L4 Load Balancer (WRONG for gRPC):
Client ─── TCP conn ──► LB ─── TCP conn ──► Backend A (100% load)
Backend B (0% load)
Backend C (0% load)
L7 Load Balancing (Correct)
An L7 load balancer understands HTTP/2 frames and can distribute individual RPC calls across backends, even though they share one TCP connection from client to LB.

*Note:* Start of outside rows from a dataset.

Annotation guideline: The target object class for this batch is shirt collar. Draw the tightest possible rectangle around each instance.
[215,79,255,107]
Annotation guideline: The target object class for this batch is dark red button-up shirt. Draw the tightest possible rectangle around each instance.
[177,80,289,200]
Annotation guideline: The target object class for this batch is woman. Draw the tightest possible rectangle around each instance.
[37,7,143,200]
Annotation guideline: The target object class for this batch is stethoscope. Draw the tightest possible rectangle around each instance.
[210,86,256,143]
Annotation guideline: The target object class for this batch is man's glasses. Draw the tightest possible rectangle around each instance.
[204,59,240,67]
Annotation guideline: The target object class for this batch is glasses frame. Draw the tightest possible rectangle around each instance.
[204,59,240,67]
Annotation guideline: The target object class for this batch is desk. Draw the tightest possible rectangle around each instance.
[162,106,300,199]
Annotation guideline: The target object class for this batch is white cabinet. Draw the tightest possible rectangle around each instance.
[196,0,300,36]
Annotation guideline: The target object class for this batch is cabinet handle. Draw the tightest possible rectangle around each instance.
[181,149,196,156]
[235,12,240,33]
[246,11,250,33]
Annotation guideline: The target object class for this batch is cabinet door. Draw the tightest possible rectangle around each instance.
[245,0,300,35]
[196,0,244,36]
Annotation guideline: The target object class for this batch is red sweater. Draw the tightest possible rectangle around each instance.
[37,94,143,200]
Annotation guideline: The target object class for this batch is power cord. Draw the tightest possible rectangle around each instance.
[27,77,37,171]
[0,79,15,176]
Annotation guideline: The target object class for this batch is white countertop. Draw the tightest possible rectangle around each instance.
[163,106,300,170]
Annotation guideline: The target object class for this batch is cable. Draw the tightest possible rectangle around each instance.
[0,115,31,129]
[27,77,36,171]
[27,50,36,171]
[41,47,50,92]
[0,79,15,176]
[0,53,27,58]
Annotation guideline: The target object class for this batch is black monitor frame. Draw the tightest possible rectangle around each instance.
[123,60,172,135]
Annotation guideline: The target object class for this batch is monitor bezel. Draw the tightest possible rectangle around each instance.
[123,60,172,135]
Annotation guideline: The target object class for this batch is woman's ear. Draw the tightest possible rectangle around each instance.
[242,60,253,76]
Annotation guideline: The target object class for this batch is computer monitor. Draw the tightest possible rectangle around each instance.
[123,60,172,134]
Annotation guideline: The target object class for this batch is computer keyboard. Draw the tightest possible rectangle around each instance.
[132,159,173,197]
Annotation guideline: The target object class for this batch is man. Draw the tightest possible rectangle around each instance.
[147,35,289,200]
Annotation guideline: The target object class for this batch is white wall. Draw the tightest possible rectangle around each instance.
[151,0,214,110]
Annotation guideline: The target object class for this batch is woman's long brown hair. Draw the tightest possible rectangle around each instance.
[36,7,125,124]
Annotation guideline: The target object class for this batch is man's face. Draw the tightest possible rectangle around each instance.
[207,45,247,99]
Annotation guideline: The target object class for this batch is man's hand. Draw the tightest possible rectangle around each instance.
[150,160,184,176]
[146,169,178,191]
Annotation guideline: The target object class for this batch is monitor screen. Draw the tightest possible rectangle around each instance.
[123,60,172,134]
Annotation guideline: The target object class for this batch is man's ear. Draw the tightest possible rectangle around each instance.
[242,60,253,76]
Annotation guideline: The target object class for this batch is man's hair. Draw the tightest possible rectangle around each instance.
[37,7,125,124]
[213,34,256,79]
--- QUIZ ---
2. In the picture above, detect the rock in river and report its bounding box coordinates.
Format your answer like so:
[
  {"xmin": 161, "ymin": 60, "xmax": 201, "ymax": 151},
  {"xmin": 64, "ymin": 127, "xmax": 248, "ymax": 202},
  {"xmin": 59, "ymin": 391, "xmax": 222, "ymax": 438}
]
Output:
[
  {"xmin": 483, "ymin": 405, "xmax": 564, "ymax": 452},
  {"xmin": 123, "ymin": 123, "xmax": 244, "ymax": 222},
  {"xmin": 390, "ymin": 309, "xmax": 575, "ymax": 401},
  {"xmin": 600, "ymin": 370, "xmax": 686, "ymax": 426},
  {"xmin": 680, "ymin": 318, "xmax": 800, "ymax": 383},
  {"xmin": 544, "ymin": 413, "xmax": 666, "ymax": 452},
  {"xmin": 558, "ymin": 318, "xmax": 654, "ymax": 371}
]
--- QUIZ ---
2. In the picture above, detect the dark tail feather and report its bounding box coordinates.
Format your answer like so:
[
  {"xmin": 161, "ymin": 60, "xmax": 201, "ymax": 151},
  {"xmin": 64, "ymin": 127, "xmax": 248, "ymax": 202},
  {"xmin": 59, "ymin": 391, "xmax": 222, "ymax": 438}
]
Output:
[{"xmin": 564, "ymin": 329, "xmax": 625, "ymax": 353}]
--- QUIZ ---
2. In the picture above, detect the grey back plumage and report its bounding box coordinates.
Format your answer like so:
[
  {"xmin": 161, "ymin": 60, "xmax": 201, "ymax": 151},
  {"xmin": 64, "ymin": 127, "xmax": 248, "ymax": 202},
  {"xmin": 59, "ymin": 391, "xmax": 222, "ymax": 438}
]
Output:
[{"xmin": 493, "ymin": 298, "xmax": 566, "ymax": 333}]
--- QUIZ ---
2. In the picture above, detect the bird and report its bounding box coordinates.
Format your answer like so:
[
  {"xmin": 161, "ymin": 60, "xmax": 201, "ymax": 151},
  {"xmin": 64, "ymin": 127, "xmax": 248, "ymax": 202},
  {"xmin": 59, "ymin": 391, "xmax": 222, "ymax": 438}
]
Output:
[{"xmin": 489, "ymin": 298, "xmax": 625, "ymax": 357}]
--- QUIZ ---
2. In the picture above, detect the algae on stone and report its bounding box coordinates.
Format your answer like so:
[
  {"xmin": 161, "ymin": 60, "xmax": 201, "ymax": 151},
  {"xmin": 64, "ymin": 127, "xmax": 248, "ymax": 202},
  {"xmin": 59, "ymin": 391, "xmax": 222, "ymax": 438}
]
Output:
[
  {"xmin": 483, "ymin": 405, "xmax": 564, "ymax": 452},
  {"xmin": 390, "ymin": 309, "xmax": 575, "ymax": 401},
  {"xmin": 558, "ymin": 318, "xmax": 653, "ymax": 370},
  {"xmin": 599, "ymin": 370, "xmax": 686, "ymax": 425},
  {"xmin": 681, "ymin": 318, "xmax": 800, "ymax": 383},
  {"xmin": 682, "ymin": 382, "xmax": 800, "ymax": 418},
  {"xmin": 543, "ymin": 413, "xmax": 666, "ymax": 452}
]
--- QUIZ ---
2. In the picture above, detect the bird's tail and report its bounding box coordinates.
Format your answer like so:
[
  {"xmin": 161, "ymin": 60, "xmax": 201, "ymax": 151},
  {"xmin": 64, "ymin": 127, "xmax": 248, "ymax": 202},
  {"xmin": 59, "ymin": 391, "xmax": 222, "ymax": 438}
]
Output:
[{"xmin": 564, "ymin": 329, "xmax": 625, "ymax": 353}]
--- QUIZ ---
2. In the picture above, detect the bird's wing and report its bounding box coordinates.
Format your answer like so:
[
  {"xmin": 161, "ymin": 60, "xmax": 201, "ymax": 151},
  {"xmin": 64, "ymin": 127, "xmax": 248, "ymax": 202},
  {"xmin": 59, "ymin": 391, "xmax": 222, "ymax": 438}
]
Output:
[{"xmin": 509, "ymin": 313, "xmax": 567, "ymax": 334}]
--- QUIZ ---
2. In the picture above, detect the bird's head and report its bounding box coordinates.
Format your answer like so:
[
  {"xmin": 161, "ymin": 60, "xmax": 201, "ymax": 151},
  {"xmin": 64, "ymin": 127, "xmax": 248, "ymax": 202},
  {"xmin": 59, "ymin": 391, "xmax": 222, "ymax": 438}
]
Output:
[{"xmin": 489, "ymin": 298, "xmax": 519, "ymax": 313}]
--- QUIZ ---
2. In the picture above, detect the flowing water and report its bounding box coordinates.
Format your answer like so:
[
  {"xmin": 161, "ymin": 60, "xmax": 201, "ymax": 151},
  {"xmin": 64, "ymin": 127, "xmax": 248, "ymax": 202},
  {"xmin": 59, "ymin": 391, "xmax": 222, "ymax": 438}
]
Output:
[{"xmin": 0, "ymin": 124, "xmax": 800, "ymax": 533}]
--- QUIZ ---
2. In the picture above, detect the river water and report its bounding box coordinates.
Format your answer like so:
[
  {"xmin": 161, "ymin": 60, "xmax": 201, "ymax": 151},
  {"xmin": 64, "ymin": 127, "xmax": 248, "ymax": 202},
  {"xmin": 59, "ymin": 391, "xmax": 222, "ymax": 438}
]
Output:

L7 Load Balancer (correct):
Client ─── HTTP/2 conn ──► LB ─┬─ HTTP/2 conn ──► Backend A
├─ HTTP/2 conn ──► Backend B
└─ HTTP/2 conn ──► Backend C
(each RPC call routed to a different backend)
Options:
| Approach | How it works | When to use |
|---|---|---|
| L7 proxy (Envoy, nginx) | Proxy understands HTTP/2 frames | Standard service mesh setup |
| Client-side LB | Client knows all backends, picks one per call | Small services, no mesh |
| Service mesh (Istio, Linkerd) | Sidecar proxy handles it transparently | K8s environments |
| Look-aside LB | External balancer tells client where to connect (xDS) | Large-scale, Google-style |
ELI5: A regular load balancer is like a phone operator who connects your call to one receptionist and leaves it there forever. All your follow-up questions go to that same person even if they’re overwhelmed. An L7 load balancer is like a smart operator who routes each individual question to whoever is free right now.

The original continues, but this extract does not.